Superintendent of Schools
22 Main St.
West Newbury, MA 01985
For Immediate Release
Friday, Oct. 31, 2014
Contact: Jeff Mulqueen, Superintendent
Pentucket Considers Suspending Membership in New England Association of Schools & Colleges (NEASC)
Growing Concerns about Relevance as Valuable Agent for School Improvement Prompts Recommendation for Pentucket to Suspend Membership
WEST NEWBURY, Mass. — Amid a sea of change in the way schools are evaluated and structured over the last several years, Pentucket High School is currently reconsidering its membership in the New England Association of Schools and Colleges (NEASC).
School districts around the Commonwealth have recently questioned the relevance and continued usefulness of NEASC as an agent for improvement. Pentucket High School, like many other schools in the region, has been a member of NEASC for decades. While its resources and review process may have been valuable in the past, new accountability mechanisms have been established in Massachusetts over the past decade.
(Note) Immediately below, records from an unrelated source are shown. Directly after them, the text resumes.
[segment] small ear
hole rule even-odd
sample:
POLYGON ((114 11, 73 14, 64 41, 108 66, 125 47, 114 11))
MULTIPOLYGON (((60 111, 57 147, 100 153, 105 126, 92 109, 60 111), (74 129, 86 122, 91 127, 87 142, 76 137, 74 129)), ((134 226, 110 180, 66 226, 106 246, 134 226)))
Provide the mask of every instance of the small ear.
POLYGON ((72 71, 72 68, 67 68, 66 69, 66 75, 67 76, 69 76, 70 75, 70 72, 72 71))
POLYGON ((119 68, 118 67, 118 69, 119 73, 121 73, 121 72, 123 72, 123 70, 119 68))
“There are many demands placed on educators and only a certain number hours in the day. Years ago, NEASC was a valuable way for schools to self-evaluate and make improvements, but its time appears to have come and gone,” said Jeff Mulqueen, Superintendent of the Pentucket Regional School District. “Implementation of state-mandated accountability mechanisms has reduced the significance of NEASC, and it would be irresponsible to commit ourselves to initiatives that no longer yield the most results for our time and investment.”
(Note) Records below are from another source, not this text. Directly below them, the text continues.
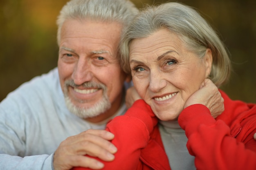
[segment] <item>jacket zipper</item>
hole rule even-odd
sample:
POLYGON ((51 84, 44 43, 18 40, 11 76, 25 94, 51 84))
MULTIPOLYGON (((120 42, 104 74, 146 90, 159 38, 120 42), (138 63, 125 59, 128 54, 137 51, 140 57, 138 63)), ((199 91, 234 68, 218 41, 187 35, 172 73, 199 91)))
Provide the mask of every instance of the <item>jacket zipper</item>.
POLYGON ((143 160, 141 158, 141 157, 139 157, 139 159, 140 159, 140 160, 143 162, 144 163, 145 163, 146 165, 147 166, 149 166, 149 167, 151 168, 152 168, 154 170, 157 170, 157 169, 153 167, 152 166, 151 166, 151 165, 149 165, 147 162, 146 162, 146 161, 144 161, 144 160, 143 160))
POLYGON ((242 128, 239 128, 239 129, 238 129, 238 130, 237 131, 237 132, 236 132, 236 133, 234 135, 233 137, 234 138, 235 138, 236 137, 236 136, 238 135, 239 133, 240 133, 240 132, 241 132, 241 130, 242 130, 242 128))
Today, annual state assessments (MCAS), new standards for professional practice as part of the educator evaluation system, and expectations for all students to reach high levels of achievement predominantly support and guide Pentucket High School’s work.
There has been significant discussion in many school districts about the concerns over the NEASC process. These concerns include, but are not limited to the amount of time needed for the self-study process, the expense associated with the self-study and the site visit, and the value of such a process in improving schools. The estimated cost of conducting the self-study and hosting a site visit is approximately $25,000, and the annual membership fee is approximately $3,200.
More importantly, the process of self-study requires an inordinate amount of time from educators that needs to be committed to higher priorities, such as the new educator evaluation system, the development and implementation of District-determined Measures, and related improvements in curriculum and instruction. Presently, the Pentucket administration believes that state-mandated initiatives are more effective, more time-efficient, and less costly.
The Pentucket Regional School Committee has raised similar questions and engaged in discussions since December 2013. At the October 21 business meeting, Superintendent Mulqueen responded to questions and ultimately recommended a temporary suspension from NEASC. Similar decisions have resulted from discussion in Burlington, Newton, and Reading.
“Pentucket is engaged in contemporary, ongoing improvements to ensure each student has access to a future of his or her choosing,” Superintendent Mulqueen said. “Pentucket teachers are seeking to integrate challenging academic standards, adaptive leadership skills, and high levels of personal meaning into the educational experience of every student, and we have to leave some of the old ways behind in order to accomplish these goals.”